In the case of a phone call, an attorney must be prepared to politely, but firmly, cut off the would-be Prospective Client before s/he can unburden him or herself of disqualifying information.  “Please let me stop you a moment,” is usually effective to create a conversational firewall, allowing the attorney to explain that, “before discussing your situation, I need to make sure that our firm does not already represent someone else that would prevent us from representing you.”  This tact, which plants in the would-be Prospective Client’s mind the possibility that s/he might be about to divulge confidences to someone s/he might not want to, usually stems the flood of facts long enough for the lawyer to further admonish, “Please don’t tell me any information about your situation now, other than the names of the persons who are, or may become, involved.  I’ll run these names through our conflicts system and make sure we would not have a problem representing you, and will call you back as soon as that is done.”

Some attorneys are hesitant to do take the “clear conflicts first” approach, believing they must “close the deal” in the first call.  Such concerns are misplaced for several reasons.  First, a good connection can be made in a first call by drawing out from the would-be client potential adverse and interested parties, demonstrating appropriate interest and concern for the would-be client’s situation, and expressing willingness to promptly clear conflicts and call back.  Second, a lawyer is free discuss his or her general experience in the general area of the client’s problem in this first call, since disqualifying information flows only from the would-be Prospective Client.  Finally, the information harvested to clear conflicts provides the attorney something the putative client might otherwise not provide in a cold-call: their own complete contact information.  

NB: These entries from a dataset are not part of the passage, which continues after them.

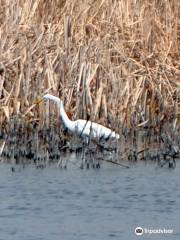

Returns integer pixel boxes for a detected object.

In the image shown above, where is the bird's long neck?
[60,101,74,130]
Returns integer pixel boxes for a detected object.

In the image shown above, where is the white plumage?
[43,94,120,140]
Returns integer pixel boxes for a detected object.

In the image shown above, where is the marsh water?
[0,155,180,240]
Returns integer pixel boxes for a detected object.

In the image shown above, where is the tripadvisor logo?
[135,227,143,236]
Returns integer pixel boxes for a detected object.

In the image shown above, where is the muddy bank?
[0,117,180,167]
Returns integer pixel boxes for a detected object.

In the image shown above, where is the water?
[0,157,180,240]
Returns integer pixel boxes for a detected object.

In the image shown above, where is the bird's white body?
[43,94,119,139]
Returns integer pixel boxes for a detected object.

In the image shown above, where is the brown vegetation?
[0,0,180,158]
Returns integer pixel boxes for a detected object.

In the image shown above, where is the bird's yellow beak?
[34,97,44,105]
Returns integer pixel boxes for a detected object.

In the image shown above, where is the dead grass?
[0,0,180,137]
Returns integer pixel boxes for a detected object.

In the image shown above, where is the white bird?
[39,94,120,140]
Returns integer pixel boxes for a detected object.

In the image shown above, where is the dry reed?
[0,0,180,161]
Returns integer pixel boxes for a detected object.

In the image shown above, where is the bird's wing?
[75,119,112,138]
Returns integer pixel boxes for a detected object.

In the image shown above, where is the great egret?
[40,94,120,140]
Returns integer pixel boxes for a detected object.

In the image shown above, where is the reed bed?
[0,0,180,164]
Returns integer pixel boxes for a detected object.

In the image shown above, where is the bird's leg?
[80,143,86,169]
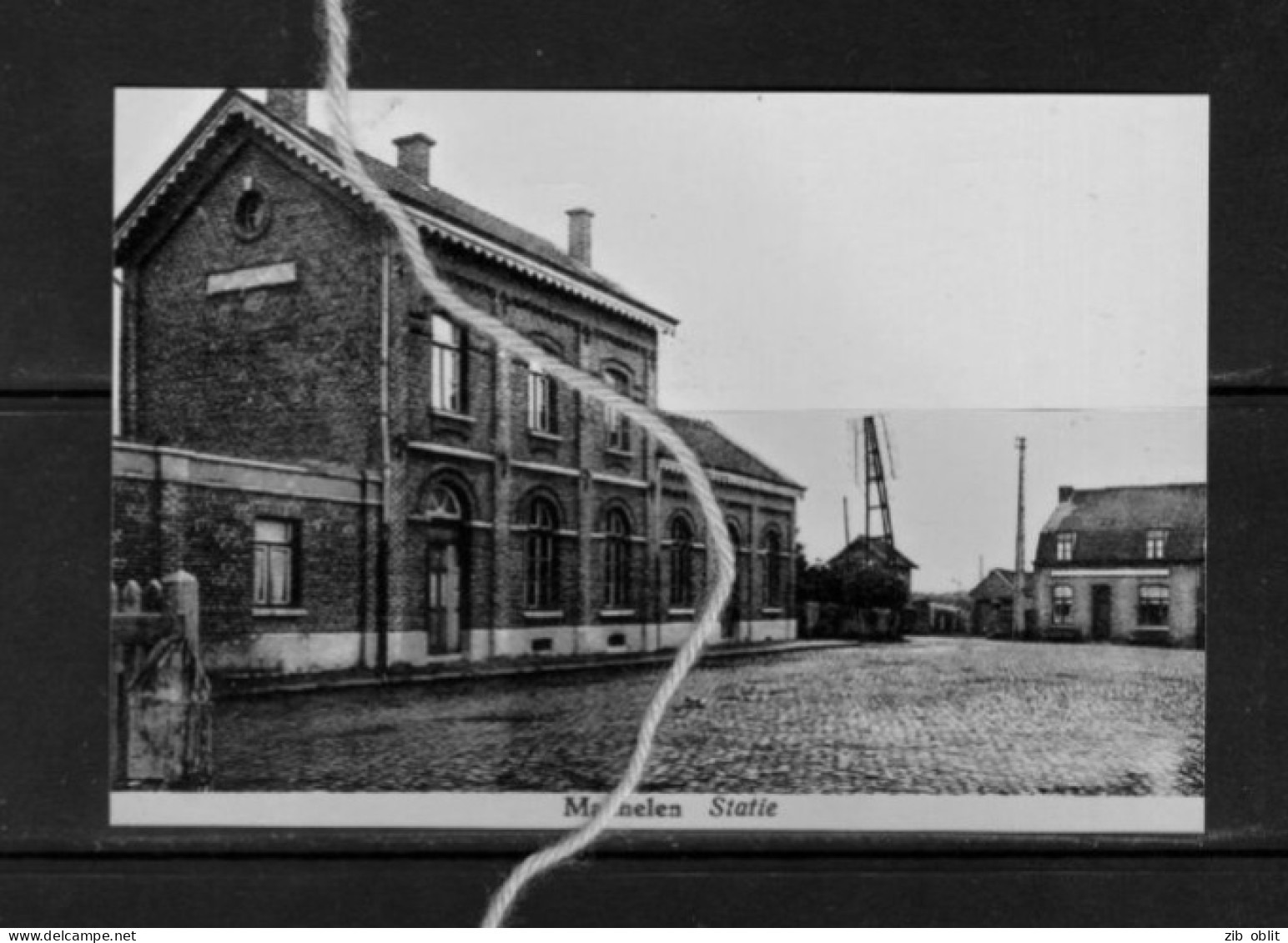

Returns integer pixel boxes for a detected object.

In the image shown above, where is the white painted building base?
[201,632,370,675]
[202,619,796,675]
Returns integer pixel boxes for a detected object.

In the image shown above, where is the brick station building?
[113,92,802,673]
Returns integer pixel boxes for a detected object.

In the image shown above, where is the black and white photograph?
[106,88,1205,834]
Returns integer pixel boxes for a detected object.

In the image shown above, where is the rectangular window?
[1136,585,1172,625]
[604,369,631,452]
[528,370,559,435]
[429,313,465,413]
[1051,587,1073,625]
[254,519,299,606]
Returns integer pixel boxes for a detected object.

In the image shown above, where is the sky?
[116,88,1208,589]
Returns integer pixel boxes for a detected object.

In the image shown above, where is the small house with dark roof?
[112,90,803,673]
[1034,484,1207,647]
[969,567,1033,635]
[827,536,917,594]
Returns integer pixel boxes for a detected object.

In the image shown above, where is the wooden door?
[425,540,461,655]
[1091,583,1114,642]
[720,549,747,642]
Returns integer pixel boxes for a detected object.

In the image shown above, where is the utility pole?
[863,415,894,559]
[1011,436,1024,638]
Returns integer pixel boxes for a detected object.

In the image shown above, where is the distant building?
[970,567,1033,635]
[1034,484,1207,647]
[828,536,917,594]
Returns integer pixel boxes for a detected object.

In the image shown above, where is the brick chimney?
[568,207,595,265]
[267,88,309,128]
[394,131,434,187]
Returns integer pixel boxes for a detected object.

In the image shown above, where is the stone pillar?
[116,266,139,440]
[161,570,201,654]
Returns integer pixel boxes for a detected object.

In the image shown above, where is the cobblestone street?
[215,638,1205,795]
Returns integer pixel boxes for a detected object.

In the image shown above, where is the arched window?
[604,508,631,609]
[760,530,783,609]
[425,485,465,521]
[523,498,559,609]
[670,517,693,609]
[604,367,631,452]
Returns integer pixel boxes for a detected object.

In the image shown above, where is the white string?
[316,0,734,927]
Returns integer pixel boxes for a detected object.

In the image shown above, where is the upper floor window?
[604,368,631,452]
[528,367,559,435]
[429,313,465,413]
[523,498,559,609]
[668,517,693,609]
[1051,585,1073,625]
[604,508,631,609]
[253,519,299,606]
[760,530,783,607]
[1136,585,1172,625]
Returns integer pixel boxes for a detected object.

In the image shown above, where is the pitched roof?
[116,90,677,331]
[968,566,1033,599]
[1037,484,1207,566]
[658,410,805,491]
[829,536,919,570]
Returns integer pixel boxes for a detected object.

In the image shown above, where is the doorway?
[425,536,464,655]
[1091,583,1114,642]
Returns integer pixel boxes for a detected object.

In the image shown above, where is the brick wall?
[1035,566,1203,645]
[125,130,380,466]
[112,468,379,659]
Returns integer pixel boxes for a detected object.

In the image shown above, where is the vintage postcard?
[111,88,1205,835]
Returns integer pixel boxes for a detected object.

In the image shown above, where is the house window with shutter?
[1136,585,1172,625]
[429,313,465,413]
[528,368,559,435]
[523,498,559,611]
[254,519,299,609]
[604,508,631,609]
[604,369,631,452]
[668,517,693,609]
[1051,585,1073,625]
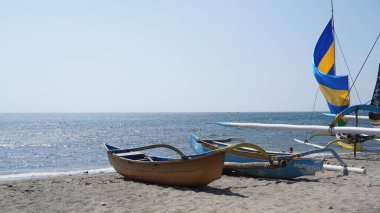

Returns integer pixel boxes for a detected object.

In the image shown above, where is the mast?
[331,0,336,75]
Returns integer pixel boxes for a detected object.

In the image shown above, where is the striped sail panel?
[312,20,350,114]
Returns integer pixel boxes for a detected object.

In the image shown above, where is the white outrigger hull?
[217,122,380,137]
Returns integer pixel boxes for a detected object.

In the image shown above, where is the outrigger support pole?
[354,109,359,158]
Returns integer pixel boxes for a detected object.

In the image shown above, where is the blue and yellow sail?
[313,19,350,114]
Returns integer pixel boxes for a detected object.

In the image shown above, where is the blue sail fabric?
[312,19,350,114]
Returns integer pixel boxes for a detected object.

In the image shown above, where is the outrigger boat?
[189,135,366,179]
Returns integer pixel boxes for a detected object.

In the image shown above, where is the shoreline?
[0,155,380,212]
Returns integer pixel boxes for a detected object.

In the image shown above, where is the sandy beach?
[0,155,380,212]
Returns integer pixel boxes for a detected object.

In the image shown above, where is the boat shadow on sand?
[223,170,320,185]
[122,177,248,198]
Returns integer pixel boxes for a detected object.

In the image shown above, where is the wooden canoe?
[105,144,227,186]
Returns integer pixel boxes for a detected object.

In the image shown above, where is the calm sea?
[0,113,338,176]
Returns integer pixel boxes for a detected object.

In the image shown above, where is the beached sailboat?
[189,135,366,179]
[218,2,380,155]
[295,11,380,155]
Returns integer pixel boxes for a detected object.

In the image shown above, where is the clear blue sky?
[0,0,380,112]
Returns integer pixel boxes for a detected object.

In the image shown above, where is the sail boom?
[217,122,380,137]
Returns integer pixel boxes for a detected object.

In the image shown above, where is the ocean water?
[0,113,338,176]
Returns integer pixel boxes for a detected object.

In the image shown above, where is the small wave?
[0,167,115,181]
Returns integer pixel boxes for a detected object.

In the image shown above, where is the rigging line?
[305,86,319,141]
[343,33,380,103]
[334,30,362,104]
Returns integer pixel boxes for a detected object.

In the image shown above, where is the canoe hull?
[189,136,323,179]
[107,147,226,186]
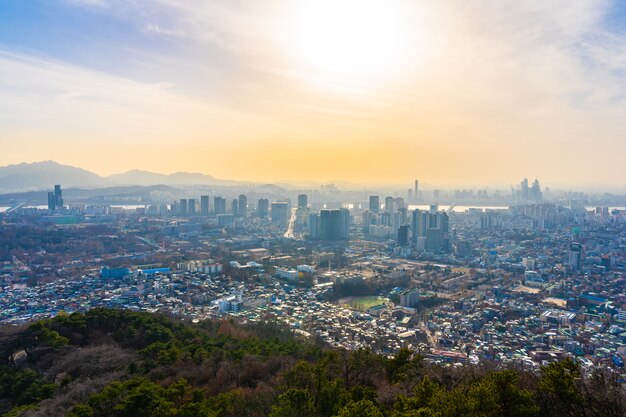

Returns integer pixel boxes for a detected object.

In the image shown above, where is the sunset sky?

A would-be client who does not appreciate and respect your courteous request to clear conflicts before discussing substance is probably a client you don’t want.  Moreover, before the phone ever rings, an attorney has a preexisting duty to current clients, and to his or her own financial well-being, not to jeopardize ongoing relationships by inviting a thrust-upon conflict.  That, after all, is the raison d'ĂȘtre for conflict clearance.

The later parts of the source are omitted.